Our kids have gone back to school this week and my free time has returned to being my free time! After the 7 week summer holiday, which admittedly passed in a flash, I feel I can again concentrate and focus, my brain no longer resembling a pot of overcooked spaghetti.
Two things have struck me this week, both relating to gradual changes that it's easy to miss until they are brought sharply to your attention.
Firstly we had a 'family celebration' dinner last night after a minor reward I received at work this week. When deciding what to do I thought about what I really wanted to do. I wanted a family meal with cake to follow and to not have to do much in the way of preparation or clearing up. I thought about going to a local restaurant but the 'kid-friendly' noise put me off that option.
Instead I bought everyone's favourite meal from M&S that could be bunged in the oven in the plastic containers (no washing up, see?). My daughter spent ages making my favourite cake for me (carrot cake, double layered, mmmm) and cut it into a 'groovy' shape. (Bear in mind she's 10 and I could see the anticipation etched on her face wondering if I would like it.)
She went into 'mum' mode: cleared away the plates and dished out the cake forks (my 1st sober-versary present to myself) and asked if I would like a cup of tea too. I had a flash back to a previous similar event where I had bought several small bottles of wine for my celebration and in between courses asked her to get me another from the fridge. Small bottles confused everyone, including me, and I could have a 'bottle worth' of wine without having a bottle of wine. Funny how 175mls is so much harder to compare to a 750ml bottle than 250 mls is.
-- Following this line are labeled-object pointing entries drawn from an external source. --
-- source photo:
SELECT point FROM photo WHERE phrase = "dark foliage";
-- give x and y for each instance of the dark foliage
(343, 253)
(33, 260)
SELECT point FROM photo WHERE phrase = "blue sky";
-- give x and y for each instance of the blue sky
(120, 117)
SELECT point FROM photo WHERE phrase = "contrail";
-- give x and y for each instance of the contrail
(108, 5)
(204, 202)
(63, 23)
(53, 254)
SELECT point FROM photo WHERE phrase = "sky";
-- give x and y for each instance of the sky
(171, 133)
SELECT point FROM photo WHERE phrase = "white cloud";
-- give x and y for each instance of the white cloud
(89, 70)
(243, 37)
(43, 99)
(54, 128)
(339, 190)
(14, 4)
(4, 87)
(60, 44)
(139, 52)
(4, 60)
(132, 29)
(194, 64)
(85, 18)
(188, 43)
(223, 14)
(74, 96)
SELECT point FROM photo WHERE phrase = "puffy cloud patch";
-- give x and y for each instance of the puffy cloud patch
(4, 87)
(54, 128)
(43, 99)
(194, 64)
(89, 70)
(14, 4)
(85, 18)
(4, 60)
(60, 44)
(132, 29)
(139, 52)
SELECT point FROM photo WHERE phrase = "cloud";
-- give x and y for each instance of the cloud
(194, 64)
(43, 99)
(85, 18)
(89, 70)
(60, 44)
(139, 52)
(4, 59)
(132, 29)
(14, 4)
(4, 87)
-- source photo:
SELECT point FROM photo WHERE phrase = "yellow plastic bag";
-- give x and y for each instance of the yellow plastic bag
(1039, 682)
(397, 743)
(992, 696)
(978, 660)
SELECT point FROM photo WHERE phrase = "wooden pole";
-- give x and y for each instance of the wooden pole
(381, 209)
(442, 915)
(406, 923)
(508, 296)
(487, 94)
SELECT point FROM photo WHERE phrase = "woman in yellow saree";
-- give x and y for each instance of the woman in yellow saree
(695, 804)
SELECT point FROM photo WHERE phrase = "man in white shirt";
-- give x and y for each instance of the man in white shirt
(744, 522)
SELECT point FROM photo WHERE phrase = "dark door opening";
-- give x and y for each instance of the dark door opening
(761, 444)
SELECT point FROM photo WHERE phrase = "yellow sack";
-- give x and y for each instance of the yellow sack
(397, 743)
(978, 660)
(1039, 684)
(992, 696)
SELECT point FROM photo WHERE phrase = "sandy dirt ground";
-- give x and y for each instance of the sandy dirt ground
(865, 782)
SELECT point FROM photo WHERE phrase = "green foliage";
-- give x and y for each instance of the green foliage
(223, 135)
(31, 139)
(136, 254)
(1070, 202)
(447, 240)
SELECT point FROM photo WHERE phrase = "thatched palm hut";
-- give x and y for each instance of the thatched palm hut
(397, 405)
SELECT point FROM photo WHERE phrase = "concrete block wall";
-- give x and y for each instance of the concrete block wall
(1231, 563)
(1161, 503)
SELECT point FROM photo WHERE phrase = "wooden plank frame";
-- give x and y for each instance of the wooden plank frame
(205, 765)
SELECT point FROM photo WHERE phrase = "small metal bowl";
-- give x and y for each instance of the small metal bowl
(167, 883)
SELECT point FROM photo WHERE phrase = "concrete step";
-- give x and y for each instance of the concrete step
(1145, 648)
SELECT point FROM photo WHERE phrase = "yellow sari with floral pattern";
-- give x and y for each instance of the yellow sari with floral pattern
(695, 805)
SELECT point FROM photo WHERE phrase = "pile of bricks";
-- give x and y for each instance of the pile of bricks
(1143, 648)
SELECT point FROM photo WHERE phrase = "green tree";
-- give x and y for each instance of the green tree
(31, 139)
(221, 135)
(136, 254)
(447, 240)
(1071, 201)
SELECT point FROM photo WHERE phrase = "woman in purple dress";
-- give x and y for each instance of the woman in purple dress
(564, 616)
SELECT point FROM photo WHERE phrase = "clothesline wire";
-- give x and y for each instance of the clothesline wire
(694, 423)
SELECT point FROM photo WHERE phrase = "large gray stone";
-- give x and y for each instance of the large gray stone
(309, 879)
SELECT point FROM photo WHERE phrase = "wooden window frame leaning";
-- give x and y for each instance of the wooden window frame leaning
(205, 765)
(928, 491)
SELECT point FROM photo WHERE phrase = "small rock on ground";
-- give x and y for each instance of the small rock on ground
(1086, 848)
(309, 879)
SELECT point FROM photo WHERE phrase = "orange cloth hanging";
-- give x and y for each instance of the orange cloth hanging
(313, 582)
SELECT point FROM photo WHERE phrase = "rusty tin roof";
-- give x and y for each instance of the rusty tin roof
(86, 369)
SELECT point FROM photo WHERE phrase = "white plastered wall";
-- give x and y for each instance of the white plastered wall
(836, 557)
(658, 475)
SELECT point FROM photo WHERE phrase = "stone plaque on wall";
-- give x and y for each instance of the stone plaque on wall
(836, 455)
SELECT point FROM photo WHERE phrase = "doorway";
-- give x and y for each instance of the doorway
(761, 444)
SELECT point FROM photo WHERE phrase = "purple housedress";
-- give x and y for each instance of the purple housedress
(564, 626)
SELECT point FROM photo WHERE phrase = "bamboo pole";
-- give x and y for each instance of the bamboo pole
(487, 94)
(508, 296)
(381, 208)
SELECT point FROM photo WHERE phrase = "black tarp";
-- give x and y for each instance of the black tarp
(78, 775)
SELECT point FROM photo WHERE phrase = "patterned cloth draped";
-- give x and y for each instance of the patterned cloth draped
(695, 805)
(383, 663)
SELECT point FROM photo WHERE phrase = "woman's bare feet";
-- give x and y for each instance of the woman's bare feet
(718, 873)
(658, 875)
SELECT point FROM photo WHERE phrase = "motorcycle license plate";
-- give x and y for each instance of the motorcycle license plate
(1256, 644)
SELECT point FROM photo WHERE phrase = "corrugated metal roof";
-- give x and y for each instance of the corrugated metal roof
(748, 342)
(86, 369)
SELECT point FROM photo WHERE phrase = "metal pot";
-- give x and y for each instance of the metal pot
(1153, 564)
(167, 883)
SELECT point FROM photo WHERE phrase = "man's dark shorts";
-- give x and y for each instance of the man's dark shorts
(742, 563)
It struck me only then, as we ate dessert, that I had considered and planned my celebration without a thought to alcohol. That makes me feel I've come a long way, particularly as I then felt so glad I wasn't asking for more wine, glad I was not getting boozy, sleepy, overfull and drunk because what kind of a celebration would that make?
Secondly this week I was exchanging emails with a reader of this blog who has achieved 100 days sobriety. A fabulous achievement. The reader reminded me of myself asking when will things improve? When will I stop missing booze? When will I truly believe life is better without?
When will it stop being so hard?
I could only answer from my own thoughts and experience but those questions brought me down to earth with a bump. I had forgotten all those worries and difficulties of the middle term and the immense out-pouring of emotions and feelings that accompany them. They were brought to me in an instant and I totally understood the reader's state of mind.
It was a good experience for both of us I believe. I could show and tell that it does go away and we become more comfortable with sobriety as our default state. I was made to remember how far I'd come to reach my current stage of taking sobriety very much for granted and forgetting the struggles I too had to get here.
Sharing, sharing. Works for everyone. Keep it coming.